Lost with masterful storyteller
Every writer of fiction or nonfiction has a lot of choices to make, but one of the biggest is what order to reveal their information in.
It’s easy to forget that writers, particularly nonfiction writers, know the whole story before they write page one and there is, I can tell you from experience, a great urge to hook the reader right away with your best, most compelling and, if the subject matter warrants it, most poignant stuff. Or failing that, at least the bits you worked hardest to get.
But Harley Rustad did not do this. Rustad made a bet that his readers would stick around if he left out the one thing that would make me, at least, feel for the man who disappeared in India in 2016 until almost two-thirds of the way through the book. He also bet he could start slow with a basically unsympathetic main character and carefully build sympathy alongside the ultimately tragic arc of his life.
Those are dangerous bets to make, but it turns out it was absolutely the right call. Because Rustad proves himself here to be a masterful storyteller, unfolding character, plot, suspense, pathos, bathos and half a dozen other Greek nouns so meticulously that you’re not going to want to put this book down.
“Lost in the Valley of Death” is the story of Justin Alexander Shetler, who was born in 1981. It made him the perfect age to grow up to be the sort of annoying social media character who leaves his profitable life in the big city behind to find himself — and as many followers as he can pick up along the way — to travel. It’s the type of nomadic life that only extreme and inevitably unacknowledged privilege can allow.

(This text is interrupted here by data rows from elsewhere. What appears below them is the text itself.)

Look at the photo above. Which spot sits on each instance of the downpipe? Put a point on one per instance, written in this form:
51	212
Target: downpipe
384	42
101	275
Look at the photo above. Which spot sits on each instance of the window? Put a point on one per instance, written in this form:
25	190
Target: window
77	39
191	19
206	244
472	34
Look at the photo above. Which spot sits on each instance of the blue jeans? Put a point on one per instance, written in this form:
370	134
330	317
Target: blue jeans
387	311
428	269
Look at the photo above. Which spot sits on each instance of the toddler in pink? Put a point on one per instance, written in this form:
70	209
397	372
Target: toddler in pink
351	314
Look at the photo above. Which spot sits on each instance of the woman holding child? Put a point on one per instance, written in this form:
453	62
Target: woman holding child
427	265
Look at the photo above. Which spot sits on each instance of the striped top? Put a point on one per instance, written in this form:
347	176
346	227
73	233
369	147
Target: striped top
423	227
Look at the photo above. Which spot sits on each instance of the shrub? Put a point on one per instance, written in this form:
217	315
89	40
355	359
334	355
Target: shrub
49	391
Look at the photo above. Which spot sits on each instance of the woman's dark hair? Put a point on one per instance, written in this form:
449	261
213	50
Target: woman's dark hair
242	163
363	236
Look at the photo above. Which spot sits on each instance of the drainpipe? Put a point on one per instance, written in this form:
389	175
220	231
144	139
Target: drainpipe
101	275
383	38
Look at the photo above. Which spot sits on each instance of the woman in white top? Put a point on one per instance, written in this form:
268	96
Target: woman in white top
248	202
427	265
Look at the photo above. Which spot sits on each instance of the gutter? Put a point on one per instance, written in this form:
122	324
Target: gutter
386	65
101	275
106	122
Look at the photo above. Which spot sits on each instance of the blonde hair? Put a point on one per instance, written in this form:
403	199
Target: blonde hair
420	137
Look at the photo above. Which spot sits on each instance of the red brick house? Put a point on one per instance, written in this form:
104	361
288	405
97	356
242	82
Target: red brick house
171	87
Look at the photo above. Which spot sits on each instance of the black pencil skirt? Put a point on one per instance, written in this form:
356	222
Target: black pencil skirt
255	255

Shetler always wanted to be someplace and someone he wasn’t. Seeing “The Last of the Mohicans” at an impressionable age led to the very white Shetler wanting to see the world through Indigenous eyes. When that didn’t work, he began trekking around the world, taking pride in the extremity of his efforts and self-deprivations, at one point praising the absence of Wi-Fi in one of his remote locations … in an Instagram post to his more than 10,000 followers.
Shetler’s search for meaning mixed with a need for attention and affection led him to ever more extreme adventures, culminating in the Himalayas, from which he never returned.
Once you put the book down and catch your breath, you’ll be left with questions Rustad wisely does not ask outright. Like what is it about First World life that leads so many to seek meaning in the developing world? And what is it about white people that makes us so frickin’ unhinged?
Partial answers are implied in the book, just as partial resolutions to the mystery of Shetler’s disappearance are. But like any good book, and this is a very good book, it provides no real answers, no closure, no meaning. It’s just life, as seen through the lens of one of its sadder stories.